We’ve just released jupyter-client 5.1, including a definition of version 5.2 of the Jupyter protocol.
The main issue in protocol 5.2 is resolving ambiguity about the cursor_pos field in inspection/completion messages in the presence of non-BMP (“astral plane”) characters. The protocol has always defined cursor_pos in terms of unicode characters, but due to widespread bugs in frontends (all known javascript-based frontends and some Python frontends when running with Python 2 on certain platforms) not handling surrogate pairs correctly, cursor_pos has been ambiguous in practice until now. Given the prevalence of the bug, Kernel authors may choose to interpret cursor_pos coming from protocol version 5.1 or earlier as the UTF-16 code unit offset, rather than the encoding-independent code point offset, because that would be the correct behavior for the most widespread frontend (jupyter notebook).

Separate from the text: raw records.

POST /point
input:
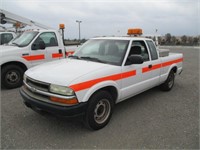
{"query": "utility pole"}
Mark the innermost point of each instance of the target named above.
(79, 28)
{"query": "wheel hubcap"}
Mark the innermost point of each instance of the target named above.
(102, 111)
(12, 77)
(171, 81)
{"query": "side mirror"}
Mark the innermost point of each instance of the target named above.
(135, 59)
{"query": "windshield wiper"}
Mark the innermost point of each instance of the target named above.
(92, 59)
(73, 56)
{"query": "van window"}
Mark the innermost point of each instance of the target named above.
(153, 51)
(49, 39)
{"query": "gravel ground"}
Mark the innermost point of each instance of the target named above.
(151, 120)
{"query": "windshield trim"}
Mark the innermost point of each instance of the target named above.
(28, 42)
(119, 63)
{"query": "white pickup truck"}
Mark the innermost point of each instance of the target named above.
(102, 72)
(31, 48)
(6, 37)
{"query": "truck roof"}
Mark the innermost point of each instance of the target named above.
(123, 38)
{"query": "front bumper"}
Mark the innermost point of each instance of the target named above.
(64, 111)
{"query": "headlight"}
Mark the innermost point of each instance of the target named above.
(24, 77)
(63, 90)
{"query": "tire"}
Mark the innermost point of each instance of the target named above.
(99, 110)
(169, 83)
(11, 76)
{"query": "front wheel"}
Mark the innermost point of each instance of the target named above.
(99, 110)
(169, 83)
(11, 76)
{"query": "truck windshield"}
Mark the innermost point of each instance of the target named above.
(24, 39)
(103, 50)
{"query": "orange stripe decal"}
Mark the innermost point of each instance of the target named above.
(157, 66)
(57, 55)
(34, 57)
(171, 62)
(88, 84)
(69, 53)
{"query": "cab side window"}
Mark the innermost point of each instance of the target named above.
(139, 48)
(6, 37)
(153, 51)
(49, 38)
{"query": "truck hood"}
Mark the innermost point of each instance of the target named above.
(63, 72)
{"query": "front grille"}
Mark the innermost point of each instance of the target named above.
(38, 84)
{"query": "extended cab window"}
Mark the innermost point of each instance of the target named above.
(6, 37)
(49, 38)
(142, 49)
(153, 51)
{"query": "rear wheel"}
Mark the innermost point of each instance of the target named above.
(99, 110)
(169, 83)
(11, 76)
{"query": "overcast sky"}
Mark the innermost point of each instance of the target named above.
(111, 17)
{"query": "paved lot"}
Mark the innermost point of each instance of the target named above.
(153, 119)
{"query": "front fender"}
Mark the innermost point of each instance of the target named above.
(99, 86)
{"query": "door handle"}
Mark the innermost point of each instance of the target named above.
(25, 54)
(150, 66)
(60, 51)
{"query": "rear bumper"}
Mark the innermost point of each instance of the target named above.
(64, 111)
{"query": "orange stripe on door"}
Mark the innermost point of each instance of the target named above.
(157, 66)
(69, 53)
(88, 84)
(57, 55)
(171, 62)
(34, 57)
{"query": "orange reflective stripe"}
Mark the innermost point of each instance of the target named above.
(157, 66)
(146, 69)
(56, 55)
(171, 62)
(69, 53)
(88, 84)
(34, 57)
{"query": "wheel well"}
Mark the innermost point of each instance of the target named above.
(112, 90)
(174, 69)
(21, 65)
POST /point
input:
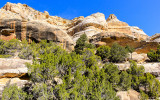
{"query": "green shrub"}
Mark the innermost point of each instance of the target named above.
(103, 52)
(125, 81)
(5, 56)
(118, 53)
(80, 44)
(130, 49)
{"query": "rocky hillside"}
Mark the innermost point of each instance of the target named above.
(23, 22)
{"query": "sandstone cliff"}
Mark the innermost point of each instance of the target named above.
(25, 23)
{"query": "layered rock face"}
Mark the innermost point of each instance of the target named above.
(29, 24)
(13, 71)
(23, 22)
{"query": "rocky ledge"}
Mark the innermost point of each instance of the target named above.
(10, 68)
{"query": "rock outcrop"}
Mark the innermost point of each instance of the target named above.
(10, 68)
(13, 71)
(23, 22)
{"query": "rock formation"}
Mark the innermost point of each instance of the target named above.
(13, 71)
(23, 22)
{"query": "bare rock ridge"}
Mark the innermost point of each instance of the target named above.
(25, 23)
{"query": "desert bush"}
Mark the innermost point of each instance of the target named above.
(118, 53)
(103, 52)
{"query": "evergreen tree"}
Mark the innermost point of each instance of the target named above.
(103, 52)
(118, 53)
(13, 93)
(80, 44)
(125, 81)
(130, 49)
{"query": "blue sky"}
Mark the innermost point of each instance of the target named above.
(142, 13)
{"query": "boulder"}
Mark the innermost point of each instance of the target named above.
(10, 68)
(96, 20)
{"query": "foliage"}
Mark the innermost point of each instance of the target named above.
(42, 92)
(81, 72)
(130, 49)
(125, 81)
(80, 44)
(5, 56)
(113, 73)
(153, 55)
(137, 74)
(118, 53)
(103, 52)
(13, 93)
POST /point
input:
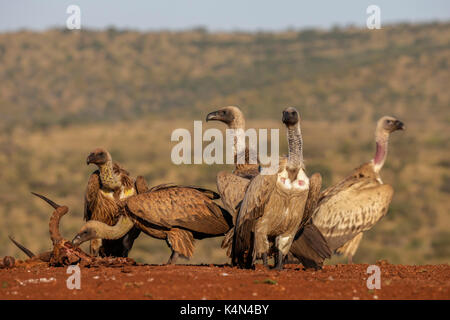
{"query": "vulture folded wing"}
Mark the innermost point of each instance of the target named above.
(252, 208)
(180, 207)
(315, 183)
(90, 197)
(342, 215)
(232, 190)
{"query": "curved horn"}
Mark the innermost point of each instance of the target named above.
(50, 202)
(21, 247)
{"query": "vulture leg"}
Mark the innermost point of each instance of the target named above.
(265, 260)
(173, 258)
(95, 246)
(278, 260)
(128, 240)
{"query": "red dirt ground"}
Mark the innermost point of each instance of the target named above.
(225, 282)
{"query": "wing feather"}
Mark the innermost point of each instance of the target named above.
(181, 207)
(341, 215)
(232, 190)
(252, 208)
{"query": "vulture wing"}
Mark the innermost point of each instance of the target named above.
(232, 190)
(310, 246)
(190, 208)
(252, 208)
(354, 207)
(315, 183)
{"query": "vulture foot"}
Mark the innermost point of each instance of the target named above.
(173, 258)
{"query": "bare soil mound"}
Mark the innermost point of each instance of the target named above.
(39, 281)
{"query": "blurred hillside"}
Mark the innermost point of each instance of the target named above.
(62, 93)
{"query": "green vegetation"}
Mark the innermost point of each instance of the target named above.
(64, 93)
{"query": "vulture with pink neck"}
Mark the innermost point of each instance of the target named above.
(354, 205)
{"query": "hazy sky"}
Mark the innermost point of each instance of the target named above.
(215, 15)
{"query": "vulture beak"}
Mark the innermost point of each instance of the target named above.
(399, 125)
(290, 117)
(213, 116)
(77, 240)
(90, 159)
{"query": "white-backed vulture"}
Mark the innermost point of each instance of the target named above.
(106, 186)
(232, 185)
(355, 204)
(177, 214)
(310, 246)
(272, 209)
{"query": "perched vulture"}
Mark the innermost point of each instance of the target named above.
(355, 204)
(106, 187)
(272, 209)
(310, 246)
(232, 185)
(177, 214)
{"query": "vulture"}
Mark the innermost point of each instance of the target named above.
(272, 209)
(177, 214)
(345, 210)
(232, 185)
(106, 187)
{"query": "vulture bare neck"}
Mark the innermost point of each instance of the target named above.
(109, 178)
(295, 143)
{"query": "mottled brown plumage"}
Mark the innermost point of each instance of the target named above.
(355, 204)
(309, 245)
(232, 185)
(177, 214)
(273, 205)
(106, 187)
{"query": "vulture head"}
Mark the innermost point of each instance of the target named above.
(98, 156)
(87, 232)
(290, 117)
(390, 124)
(231, 116)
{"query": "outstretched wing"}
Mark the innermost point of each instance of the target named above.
(252, 208)
(344, 213)
(90, 196)
(189, 208)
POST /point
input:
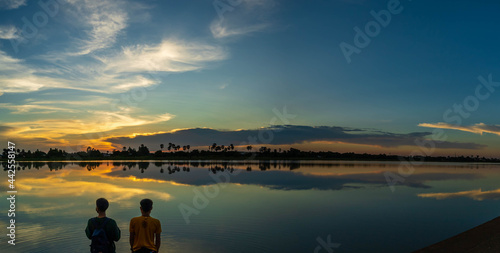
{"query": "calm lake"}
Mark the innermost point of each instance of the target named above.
(242, 206)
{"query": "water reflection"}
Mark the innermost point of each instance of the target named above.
(279, 175)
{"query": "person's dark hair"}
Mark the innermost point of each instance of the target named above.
(146, 205)
(102, 204)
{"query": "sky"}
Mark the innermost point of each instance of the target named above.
(397, 77)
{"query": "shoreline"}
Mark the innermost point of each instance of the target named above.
(479, 239)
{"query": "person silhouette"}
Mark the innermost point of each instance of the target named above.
(145, 230)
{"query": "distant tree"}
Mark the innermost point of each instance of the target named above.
(143, 150)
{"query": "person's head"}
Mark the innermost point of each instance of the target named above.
(101, 205)
(146, 205)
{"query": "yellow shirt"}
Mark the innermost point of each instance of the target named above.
(144, 229)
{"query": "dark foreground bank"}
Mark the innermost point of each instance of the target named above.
(483, 238)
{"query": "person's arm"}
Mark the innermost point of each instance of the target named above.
(132, 235)
(118, 233)
(158, 242)
(87, 230)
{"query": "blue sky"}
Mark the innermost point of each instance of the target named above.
(102, 73)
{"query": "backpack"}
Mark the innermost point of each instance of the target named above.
(100, 242)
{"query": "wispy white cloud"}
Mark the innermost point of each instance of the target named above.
(11, 4)
(168, 56)
(8, 32)
(46, 106)
(479, 128)
(249, 16)
(95, 121)
(104, 20)
(220, 29)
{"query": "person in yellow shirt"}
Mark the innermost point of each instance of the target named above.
(145, 230)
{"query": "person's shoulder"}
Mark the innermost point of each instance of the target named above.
(110, 220)
(156, 220)
(135, 218)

This would not technically be a correct implementation of protocol v5.1, but if your users mostly use the notebook it would match your frontend.

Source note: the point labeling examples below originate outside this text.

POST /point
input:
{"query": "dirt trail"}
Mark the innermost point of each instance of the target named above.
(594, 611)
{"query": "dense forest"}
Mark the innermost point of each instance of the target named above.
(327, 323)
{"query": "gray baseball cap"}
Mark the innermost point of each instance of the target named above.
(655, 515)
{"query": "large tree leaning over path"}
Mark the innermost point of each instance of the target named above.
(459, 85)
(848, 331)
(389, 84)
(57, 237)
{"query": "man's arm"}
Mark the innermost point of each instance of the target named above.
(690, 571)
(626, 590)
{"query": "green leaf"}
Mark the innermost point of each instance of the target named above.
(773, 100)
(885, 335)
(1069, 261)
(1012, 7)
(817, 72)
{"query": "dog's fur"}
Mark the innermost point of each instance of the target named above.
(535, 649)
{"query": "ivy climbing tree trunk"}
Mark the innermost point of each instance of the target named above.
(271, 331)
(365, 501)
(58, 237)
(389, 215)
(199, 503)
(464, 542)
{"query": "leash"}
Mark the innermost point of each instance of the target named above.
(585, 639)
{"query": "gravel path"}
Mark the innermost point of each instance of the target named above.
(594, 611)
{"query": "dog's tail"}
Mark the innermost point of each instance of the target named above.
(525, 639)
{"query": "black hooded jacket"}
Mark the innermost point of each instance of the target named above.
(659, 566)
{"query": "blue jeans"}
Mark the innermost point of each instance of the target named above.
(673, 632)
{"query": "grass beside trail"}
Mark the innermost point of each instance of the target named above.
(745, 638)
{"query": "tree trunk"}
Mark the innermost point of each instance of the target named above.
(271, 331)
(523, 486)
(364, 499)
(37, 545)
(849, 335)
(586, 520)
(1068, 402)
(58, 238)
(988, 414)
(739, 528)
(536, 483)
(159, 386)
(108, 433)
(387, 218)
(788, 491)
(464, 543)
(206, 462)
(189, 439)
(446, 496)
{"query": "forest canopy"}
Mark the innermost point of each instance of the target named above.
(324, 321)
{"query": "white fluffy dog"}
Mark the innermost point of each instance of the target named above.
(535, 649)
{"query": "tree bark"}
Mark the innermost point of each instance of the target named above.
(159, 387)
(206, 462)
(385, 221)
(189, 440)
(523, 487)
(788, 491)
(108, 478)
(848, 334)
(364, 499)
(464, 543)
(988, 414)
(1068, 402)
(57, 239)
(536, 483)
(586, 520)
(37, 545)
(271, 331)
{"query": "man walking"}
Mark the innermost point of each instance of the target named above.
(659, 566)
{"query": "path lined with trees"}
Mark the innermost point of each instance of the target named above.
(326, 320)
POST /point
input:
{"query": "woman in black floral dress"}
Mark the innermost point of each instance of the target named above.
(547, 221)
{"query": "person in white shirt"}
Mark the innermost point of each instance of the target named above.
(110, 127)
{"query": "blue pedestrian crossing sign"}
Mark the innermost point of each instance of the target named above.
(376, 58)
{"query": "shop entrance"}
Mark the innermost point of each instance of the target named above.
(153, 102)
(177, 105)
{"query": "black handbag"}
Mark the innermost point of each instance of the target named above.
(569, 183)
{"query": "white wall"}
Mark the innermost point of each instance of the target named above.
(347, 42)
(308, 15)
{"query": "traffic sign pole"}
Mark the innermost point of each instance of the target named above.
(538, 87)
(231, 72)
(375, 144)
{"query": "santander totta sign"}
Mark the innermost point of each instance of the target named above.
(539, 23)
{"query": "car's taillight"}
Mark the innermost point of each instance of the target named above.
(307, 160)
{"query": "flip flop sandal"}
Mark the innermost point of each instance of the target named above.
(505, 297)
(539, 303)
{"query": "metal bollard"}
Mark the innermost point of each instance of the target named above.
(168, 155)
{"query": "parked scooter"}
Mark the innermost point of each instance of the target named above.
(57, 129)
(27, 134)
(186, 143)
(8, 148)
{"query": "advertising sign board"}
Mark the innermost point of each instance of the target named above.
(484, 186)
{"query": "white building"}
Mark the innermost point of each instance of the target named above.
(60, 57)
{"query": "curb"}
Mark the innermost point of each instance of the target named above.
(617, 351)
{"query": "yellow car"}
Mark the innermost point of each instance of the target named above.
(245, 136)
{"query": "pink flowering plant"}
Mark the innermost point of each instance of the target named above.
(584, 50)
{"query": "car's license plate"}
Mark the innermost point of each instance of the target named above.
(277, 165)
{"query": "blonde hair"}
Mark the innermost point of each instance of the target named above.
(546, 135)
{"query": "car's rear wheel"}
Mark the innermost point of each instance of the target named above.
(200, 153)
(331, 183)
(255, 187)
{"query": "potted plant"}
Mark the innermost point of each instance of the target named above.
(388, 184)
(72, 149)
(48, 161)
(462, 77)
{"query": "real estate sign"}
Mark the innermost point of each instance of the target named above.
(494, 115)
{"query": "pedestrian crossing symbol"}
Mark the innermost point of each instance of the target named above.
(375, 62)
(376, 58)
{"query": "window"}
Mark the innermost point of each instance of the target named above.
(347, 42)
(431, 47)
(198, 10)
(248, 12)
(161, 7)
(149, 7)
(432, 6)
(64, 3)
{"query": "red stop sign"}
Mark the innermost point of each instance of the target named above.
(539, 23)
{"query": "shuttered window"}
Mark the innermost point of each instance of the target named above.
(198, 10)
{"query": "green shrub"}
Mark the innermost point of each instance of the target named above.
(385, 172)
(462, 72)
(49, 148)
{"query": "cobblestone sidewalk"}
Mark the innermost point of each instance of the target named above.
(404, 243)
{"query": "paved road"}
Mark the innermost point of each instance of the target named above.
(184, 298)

Kernel and frontend authors should check the length of a string containing codepoints >= 0x10000, such as ‘𝐚’. If the length of such a single-character is two, you will need to translate between string index and unicode index for cursor_pos. Only once this has been addressed should your kernel or frontend self-identify as implementing protocol version 5.2.
Notebook 5.1 (soon) and JupyterLab 0.24 (out) implement this correctly and identify as protocol 5.2.
-Min